Vous n’avez probablement pas vu les meilleurs films de 2024. Voici pourquoi vous devez le faire maintenant
Ne mâchons pas nos mots : 2024 a été une année misérable pour l’Amérique, pour le monde et pour l’humanité dans son ensemble. Il n’est pas étonnant que les cinéphiles se soient retirés en grand nombre vers les plaisirs familiers ; même Wicked , la seule non-suite à avoir enflammé le box-office ces 12 derniers mois, est une forme de nourriture réconfortante réchauffée. S'il ne s'agissait pas d'une pure évasion de franchise, si cela ne promettait pas de passer un bon moment pour leur argent durement gagné, la plupart des gens ne s'en soucieraient pas. Ainsi, le chevauchement des films destinés aux soi-disant cinéphiles et des films destinés aux soi-disant masses a semblé se réduire, nous rapprochant d'un avenir où ce diagramme de Venn ne serait que deux cercles qui ne se touchent pas.
Mais ensuite il y avaitAnora . Anora sauvage, hilarante et terriblement triste . Aucun système binaire qui divise la culture cinématographique entre « art » et « divertissement » ne pourrait expliquer la tragi-comédie loufoque de Sean Baker sur une danseuse érotique de Brighton Beach qui tombe, contre son meilleur jugement, dans une romance éclair avec le fils playboy d'un oligarque russe.
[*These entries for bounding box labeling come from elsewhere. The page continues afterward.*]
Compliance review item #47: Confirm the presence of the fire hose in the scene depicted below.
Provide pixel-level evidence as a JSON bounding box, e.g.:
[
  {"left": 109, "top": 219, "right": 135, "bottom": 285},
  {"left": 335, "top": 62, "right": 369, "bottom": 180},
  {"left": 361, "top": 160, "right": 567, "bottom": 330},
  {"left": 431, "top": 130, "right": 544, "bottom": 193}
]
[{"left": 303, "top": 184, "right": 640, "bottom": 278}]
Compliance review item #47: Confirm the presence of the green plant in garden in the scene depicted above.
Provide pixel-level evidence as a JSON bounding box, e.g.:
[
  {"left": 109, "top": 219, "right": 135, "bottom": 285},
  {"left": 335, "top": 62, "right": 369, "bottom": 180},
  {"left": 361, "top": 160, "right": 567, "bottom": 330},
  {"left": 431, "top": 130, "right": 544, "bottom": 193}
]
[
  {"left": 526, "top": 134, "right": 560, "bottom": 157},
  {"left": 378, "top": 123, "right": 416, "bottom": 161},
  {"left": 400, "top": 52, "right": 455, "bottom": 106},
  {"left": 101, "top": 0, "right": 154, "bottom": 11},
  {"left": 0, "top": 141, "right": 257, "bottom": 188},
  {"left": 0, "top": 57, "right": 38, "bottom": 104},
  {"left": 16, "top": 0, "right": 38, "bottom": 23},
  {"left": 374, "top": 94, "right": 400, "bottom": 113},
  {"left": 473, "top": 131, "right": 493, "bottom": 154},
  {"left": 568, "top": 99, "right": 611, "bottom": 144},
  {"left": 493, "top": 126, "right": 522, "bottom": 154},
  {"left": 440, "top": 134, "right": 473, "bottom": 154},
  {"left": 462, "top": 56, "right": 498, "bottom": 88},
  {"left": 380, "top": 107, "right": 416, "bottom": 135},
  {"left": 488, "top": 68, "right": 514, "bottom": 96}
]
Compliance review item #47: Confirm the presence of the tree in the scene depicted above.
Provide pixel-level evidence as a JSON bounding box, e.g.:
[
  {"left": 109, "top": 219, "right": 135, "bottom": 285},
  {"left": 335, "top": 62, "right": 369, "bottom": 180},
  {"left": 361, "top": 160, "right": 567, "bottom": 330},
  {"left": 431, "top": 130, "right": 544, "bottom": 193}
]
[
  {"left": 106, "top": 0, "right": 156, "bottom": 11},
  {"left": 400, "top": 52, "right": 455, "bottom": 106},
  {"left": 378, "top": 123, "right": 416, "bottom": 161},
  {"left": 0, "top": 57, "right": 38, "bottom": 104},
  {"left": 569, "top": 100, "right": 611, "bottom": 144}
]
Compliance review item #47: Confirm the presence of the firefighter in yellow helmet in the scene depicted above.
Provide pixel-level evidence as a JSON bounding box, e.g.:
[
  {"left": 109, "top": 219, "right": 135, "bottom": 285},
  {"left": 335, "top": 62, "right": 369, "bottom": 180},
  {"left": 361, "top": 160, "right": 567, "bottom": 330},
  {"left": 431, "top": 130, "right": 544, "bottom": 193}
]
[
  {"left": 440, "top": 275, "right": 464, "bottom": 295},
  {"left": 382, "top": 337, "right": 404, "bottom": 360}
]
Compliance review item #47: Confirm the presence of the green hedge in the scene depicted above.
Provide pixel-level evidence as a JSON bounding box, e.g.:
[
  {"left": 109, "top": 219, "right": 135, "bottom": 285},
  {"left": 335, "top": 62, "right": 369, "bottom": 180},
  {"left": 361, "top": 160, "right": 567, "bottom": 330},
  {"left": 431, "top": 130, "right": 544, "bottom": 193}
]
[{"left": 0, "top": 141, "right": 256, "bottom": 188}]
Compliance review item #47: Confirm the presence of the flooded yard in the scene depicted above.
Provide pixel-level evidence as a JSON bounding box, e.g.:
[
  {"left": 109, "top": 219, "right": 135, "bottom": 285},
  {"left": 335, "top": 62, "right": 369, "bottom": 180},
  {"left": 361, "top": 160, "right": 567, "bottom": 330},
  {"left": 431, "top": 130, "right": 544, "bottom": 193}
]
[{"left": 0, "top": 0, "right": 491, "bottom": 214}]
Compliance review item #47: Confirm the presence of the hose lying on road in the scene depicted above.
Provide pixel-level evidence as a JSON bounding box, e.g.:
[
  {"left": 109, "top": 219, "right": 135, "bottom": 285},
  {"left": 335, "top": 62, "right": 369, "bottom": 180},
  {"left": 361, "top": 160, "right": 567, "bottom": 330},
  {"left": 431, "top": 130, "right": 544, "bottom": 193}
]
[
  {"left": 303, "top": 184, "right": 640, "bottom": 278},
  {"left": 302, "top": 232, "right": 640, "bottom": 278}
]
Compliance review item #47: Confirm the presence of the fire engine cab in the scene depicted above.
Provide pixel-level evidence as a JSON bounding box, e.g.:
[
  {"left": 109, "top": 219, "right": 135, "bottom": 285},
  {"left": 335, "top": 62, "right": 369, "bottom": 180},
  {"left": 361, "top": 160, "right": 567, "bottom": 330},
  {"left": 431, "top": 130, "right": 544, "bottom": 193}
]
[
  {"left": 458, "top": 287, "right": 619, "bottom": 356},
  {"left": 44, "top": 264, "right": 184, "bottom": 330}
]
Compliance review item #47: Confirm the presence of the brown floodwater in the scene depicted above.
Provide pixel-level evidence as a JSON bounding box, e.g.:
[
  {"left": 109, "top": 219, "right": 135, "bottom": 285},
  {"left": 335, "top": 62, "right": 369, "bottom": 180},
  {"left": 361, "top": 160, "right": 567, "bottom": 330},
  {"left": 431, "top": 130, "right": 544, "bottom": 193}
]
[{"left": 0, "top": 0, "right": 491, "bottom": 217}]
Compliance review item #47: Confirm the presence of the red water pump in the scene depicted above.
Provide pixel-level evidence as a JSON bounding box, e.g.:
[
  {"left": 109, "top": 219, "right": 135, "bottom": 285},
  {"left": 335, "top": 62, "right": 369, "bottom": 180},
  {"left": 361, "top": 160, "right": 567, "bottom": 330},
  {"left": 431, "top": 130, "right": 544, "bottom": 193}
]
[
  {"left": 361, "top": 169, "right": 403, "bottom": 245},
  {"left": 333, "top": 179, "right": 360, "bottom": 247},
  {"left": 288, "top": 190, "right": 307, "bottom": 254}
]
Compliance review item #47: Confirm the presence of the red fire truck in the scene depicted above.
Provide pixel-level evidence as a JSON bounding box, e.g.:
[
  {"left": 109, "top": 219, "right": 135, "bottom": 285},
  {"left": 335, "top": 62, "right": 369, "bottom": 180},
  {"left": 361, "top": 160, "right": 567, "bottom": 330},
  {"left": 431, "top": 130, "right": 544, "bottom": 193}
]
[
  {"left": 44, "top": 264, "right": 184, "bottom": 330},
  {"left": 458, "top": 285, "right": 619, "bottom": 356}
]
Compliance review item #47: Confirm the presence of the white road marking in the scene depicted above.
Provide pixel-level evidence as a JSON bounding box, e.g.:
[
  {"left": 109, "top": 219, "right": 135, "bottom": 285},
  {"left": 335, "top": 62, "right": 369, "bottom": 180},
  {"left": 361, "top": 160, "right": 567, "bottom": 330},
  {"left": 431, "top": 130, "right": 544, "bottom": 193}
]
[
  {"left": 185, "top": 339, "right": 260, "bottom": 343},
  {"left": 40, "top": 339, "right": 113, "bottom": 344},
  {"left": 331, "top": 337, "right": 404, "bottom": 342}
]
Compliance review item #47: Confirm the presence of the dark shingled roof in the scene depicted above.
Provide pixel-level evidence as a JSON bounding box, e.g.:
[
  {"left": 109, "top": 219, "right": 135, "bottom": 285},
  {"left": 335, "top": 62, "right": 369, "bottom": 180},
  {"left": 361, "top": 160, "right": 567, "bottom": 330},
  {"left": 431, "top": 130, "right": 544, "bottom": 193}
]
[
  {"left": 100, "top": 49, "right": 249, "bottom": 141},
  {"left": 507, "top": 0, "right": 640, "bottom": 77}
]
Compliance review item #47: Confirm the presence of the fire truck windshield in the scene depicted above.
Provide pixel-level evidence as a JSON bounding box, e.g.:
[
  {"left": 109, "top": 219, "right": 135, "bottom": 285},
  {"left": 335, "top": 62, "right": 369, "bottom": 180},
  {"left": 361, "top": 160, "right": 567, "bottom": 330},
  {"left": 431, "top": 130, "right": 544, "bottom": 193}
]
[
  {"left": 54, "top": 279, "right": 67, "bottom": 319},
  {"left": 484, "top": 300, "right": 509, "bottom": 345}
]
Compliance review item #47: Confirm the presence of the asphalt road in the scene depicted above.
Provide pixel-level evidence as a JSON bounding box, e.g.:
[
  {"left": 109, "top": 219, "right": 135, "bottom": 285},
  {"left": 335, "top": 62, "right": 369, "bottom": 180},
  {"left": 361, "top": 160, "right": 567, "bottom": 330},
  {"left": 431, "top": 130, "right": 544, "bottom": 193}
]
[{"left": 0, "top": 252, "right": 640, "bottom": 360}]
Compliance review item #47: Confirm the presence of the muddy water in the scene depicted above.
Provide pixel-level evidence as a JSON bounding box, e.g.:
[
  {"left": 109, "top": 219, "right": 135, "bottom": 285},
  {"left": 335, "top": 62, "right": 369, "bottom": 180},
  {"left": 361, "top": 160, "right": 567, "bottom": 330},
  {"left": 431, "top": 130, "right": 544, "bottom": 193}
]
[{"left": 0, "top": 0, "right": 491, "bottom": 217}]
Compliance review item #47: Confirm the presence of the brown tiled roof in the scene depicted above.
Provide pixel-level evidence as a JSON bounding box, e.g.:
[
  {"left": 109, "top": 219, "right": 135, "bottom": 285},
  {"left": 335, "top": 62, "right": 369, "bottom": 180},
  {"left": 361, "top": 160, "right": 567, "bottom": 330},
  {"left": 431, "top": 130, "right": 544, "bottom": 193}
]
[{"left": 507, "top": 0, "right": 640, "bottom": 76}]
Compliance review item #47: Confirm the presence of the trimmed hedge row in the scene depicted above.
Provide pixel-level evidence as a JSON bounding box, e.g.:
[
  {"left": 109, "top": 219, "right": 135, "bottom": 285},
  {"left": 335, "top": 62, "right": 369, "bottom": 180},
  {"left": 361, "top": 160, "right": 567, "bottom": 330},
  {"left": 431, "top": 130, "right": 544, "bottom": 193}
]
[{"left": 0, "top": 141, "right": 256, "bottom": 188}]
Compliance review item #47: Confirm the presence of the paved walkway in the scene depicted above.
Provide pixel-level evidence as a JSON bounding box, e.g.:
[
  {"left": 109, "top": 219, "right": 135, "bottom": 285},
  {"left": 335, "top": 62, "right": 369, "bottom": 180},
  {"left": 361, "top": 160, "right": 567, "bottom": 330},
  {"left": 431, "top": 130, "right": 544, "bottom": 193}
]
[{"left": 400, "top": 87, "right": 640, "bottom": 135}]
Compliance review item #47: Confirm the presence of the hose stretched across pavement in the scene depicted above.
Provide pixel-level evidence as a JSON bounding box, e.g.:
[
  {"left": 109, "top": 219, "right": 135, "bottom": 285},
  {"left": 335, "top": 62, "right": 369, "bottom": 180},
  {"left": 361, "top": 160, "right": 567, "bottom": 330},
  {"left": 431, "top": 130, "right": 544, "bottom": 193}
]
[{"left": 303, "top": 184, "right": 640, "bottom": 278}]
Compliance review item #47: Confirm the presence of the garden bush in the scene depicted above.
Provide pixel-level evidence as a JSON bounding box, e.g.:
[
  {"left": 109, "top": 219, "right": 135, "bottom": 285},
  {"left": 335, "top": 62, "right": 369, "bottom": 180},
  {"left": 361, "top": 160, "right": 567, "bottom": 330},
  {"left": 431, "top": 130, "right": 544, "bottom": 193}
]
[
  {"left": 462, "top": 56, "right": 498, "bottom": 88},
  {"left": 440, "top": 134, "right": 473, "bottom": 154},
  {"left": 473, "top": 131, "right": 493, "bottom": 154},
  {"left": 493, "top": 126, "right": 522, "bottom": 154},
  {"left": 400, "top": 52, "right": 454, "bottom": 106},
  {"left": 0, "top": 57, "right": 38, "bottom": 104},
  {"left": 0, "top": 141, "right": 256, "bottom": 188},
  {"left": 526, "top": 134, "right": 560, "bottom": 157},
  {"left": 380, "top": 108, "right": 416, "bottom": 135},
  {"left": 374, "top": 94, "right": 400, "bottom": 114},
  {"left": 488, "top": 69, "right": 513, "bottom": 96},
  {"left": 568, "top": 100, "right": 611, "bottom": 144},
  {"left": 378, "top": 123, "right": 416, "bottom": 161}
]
Anora est un moment formidable, mais ce n'est pas une évasion. Au contraire, le film parle de l’illusion de l’évasion et de la réalité désespérée d’une Amérique où tout est transactionnel. Dans une année où les gens traitaient les films comme une distraction indispensable, Anora a regardé directement les inégalités de l'ici et maintenant, même si cela offrait de plus grands succès de plaisir que n'importe quel blockbuster.
Rarement un film doté d’une telle énergie joyeuse se sent-il aussi lié à la dure et déchirante vérité de son époque. C'est un peu une spécialité du boulanger. Le scénariste-réalisateur associe toujours sa conscience sociale à son appréciation malicieuse des vauriens et des agents du chaos. La plupart de ses films, comme Tangerine et Red Rocket et le sublime The Florida Project , jettent un éclairage empathique sur les épreuves et tribulations des travailleuses du sexe. Mais ce ne sont jamais des corvées misérables ou des odes solennelles à la noblesse des moins fortunés. Ils osent être scandaleusement drôles. Et ils refusent de traiter leurs personnages comme des saints en carton, exempts de défauts ou de bizarreries.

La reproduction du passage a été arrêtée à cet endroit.